The Greek Orthodox religion teaches that there is only one God. That God, however, is made up of three distinct persons: the Father, the Son and the Holy Spirit. Each member of the Trinity is eternal, all-powerful and equal with one another. In addition, Greek Orthodox teach that the three persons of the Trinity are equal with the entire Godhead as well. In this way, the Trinity in Greek religious belief is a mystery that can't be understood by reason alone.

Symbol of Faith

The Greek Orthodox religion articulates its beliefs in the Trinity through the Nicene Creed. Christians gathered together at councils in Nicaea in AD 325 and Constantinople in AD 381. Greek Orthodox often refer to the creed as the "Symbol of Faith," and accept its ideas as essential to Christian faith.

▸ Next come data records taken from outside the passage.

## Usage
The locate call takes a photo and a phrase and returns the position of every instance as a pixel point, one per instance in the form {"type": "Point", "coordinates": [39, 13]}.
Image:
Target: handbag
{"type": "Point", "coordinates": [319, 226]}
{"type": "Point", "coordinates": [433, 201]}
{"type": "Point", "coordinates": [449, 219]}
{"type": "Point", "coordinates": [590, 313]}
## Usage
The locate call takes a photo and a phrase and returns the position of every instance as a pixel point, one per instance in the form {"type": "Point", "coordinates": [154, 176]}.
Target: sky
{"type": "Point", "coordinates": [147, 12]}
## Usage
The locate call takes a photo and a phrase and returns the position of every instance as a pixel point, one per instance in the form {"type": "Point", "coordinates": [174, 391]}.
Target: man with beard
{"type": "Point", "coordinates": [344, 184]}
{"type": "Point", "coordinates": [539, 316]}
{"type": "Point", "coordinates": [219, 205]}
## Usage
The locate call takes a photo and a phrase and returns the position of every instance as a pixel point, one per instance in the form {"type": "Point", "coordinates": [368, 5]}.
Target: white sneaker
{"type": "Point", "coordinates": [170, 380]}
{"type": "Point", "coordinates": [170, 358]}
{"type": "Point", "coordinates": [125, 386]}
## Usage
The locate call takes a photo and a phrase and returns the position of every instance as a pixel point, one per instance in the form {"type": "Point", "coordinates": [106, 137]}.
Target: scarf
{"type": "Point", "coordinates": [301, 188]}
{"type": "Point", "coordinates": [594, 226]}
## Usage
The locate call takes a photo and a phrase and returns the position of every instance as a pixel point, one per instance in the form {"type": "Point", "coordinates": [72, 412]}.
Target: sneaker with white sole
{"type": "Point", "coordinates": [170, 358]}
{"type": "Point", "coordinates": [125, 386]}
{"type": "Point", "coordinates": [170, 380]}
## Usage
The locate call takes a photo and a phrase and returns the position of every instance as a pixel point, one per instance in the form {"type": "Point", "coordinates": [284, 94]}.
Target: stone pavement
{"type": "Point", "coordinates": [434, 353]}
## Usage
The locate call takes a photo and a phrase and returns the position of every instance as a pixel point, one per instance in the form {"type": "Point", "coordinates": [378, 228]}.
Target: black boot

The Nicene Creed lays out the doctrine of the Trinity in explicit terms. It also affirms the virgin birth, suffering, death, resurrection and ascension of Christ. Other doctrines, such as the second coming, final judgement, baptism and heaven are also affirmed in the Nicene Creed.

Father

The first person of the Trinity in Greek Orthodox religion is God the Father. God the Father created everything that exists, and he created it from nothing. God the Father conceived Jesus Christ by the Virgin Mary. He is to be worshipped and he reigns in heaven. God created human beings in his image and intended for them to participate in his own divine nature. For Greek Orthodox Christians, salvation ultimately means being reunited with that divine nature.

Son

Jesus Christ is the Son of God in Greek Orthodox belief. He is the second person of the Trinity, equal with God the Father and the Holy Spirit. Jesus Christ wasn't created, but existed before the creation of the universe in harmony with the Father and the Holy Spirit. He became a human being through the incarnation, and was born to the Virgin Mary. He led a sinless life, performed miracles, was crucified and died. On the third day, he rose from the dead. Jesus has two natures: he is fully God and fully man at the same time. Greek Orthodox often refer to Jesus as the "God-Man." Like the doctrine of the Trinity, the doctrine of the incarnation is a mystery, and beyond mere rational understanding.

Holy Spirit

The third person of the Trinity is the Holy Spirit in Greek religious belief. He is equal with the Father and the Son. The Holy Spirit inspired the writing of the Scriptures, empowers and comforts believers, helps believers live sanctified lives and provides them with gifts they use to serve God. Greek Orthodox believe that the Holy Spirit is eternal and that he proceeds from God the Father. This is distinct from the Catholic and Protestant view that the Holy Spirit proceeds from both the Father and the Son.